Catholic writer Elizabeth Scalie nails it in this piece:
Idols Come in Many Forms; Facebook Feeds Them...the insidious trap I discuss in my First Things piece — the trap so many of us at one time or another find ourselves struggling to get out of, where we are caught up in the whirlwind of politics (so much of which is illusory) and into thinking that we must, we must, we must, keep breathlessly posting on Facebook; that the nation’s fate depends upon us not stopping to consider (or to pray, or to even think) but simply remaining in the spin of the storm, until we lose sight of everything, including the humanity of others, or the damage we may be causing that was never our willful intent.

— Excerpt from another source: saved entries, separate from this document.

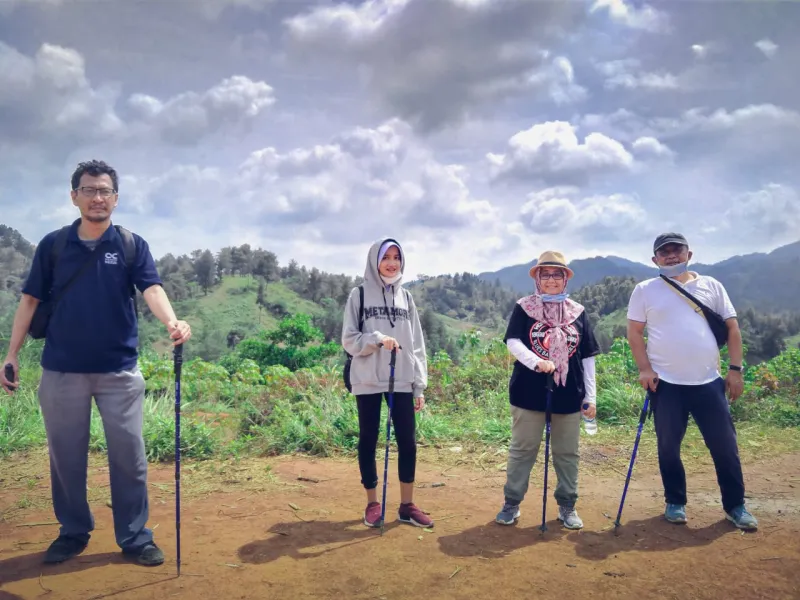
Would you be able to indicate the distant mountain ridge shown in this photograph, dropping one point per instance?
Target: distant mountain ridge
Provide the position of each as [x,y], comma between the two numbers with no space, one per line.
[763,280]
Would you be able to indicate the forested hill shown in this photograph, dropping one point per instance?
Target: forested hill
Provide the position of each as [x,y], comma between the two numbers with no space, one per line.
[766,334]
[230,295]
[766,282]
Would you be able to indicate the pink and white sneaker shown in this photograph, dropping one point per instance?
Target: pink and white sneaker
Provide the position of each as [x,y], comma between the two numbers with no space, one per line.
[372,514]
[411,514]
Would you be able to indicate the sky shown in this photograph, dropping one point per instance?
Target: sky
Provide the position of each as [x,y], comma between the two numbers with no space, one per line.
[479,133]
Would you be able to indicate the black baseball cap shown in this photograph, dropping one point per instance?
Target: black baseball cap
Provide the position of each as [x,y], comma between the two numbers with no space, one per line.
[669,238]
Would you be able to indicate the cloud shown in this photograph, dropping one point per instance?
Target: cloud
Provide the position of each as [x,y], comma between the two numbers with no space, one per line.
[649,147]
[622,74]
[436,63]
[645,17]
[189,116]
[603,219]
[381,176]
[770,214]
[768,47]
[49,98]
[552,152]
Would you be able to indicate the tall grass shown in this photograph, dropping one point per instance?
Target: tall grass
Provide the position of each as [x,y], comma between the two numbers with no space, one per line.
[279,411]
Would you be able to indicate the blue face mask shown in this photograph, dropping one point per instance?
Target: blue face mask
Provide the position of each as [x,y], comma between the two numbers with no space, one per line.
[555,297]
[674,270]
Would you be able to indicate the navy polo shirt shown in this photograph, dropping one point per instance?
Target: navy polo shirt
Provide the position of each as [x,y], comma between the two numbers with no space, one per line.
[93,327]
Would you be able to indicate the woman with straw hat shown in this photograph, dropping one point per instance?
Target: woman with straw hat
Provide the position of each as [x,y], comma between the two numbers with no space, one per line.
[548,333]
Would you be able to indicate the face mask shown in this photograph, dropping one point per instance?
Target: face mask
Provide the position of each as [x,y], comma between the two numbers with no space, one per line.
[674,270]
[555,297]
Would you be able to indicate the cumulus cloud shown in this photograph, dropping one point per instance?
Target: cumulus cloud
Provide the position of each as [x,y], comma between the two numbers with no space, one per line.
[604,219]
[768,47]
[435,62]
[378,175]
[189,116]
[49,98]
[649,147]
[644,17]
[770,214]
[48,95]
[552,152]
[627,74]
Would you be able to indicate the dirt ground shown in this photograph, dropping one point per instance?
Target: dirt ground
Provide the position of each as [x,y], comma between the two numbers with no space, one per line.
[299,535]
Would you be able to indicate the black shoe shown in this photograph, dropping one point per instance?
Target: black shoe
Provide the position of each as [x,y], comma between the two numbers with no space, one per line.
[64,548]
[148,555]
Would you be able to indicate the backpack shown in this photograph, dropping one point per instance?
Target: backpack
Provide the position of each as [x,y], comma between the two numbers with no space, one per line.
[348,361]
[41,317]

This is scary because I've felt it...I've seen it...and her advice is critical for our bodily health and our souls (comes just in time for a lot of us):
...some of us are simply nourishing our ideologies—holding them close to the heart and feeding them on our stores of distrust and bitterness—and allowing them to steal all of our instincts to charity, to squeeze out mercy. You can see it on social media, most especially on Facebook where respectable, even admirable, people are beginning to lose perspective and attack each other over news stories, and sometimes over simple questions, reasonably asked. Where angry banning won’t do, full-scale attacks are launched in the form of threads full of red-meat, wherein “friends” are invited to feed, so the hatred may grow.
And it is all done in service to a sad illusion that somehow, if we do not post every story that makes us angry or proves our point, if we do not constantly attempt to fix the erroneous thinking of others, this election will fall out of our control. [Emphasis mine.] We must be aggressive unto hysteria in our righteousness, or the other side will win.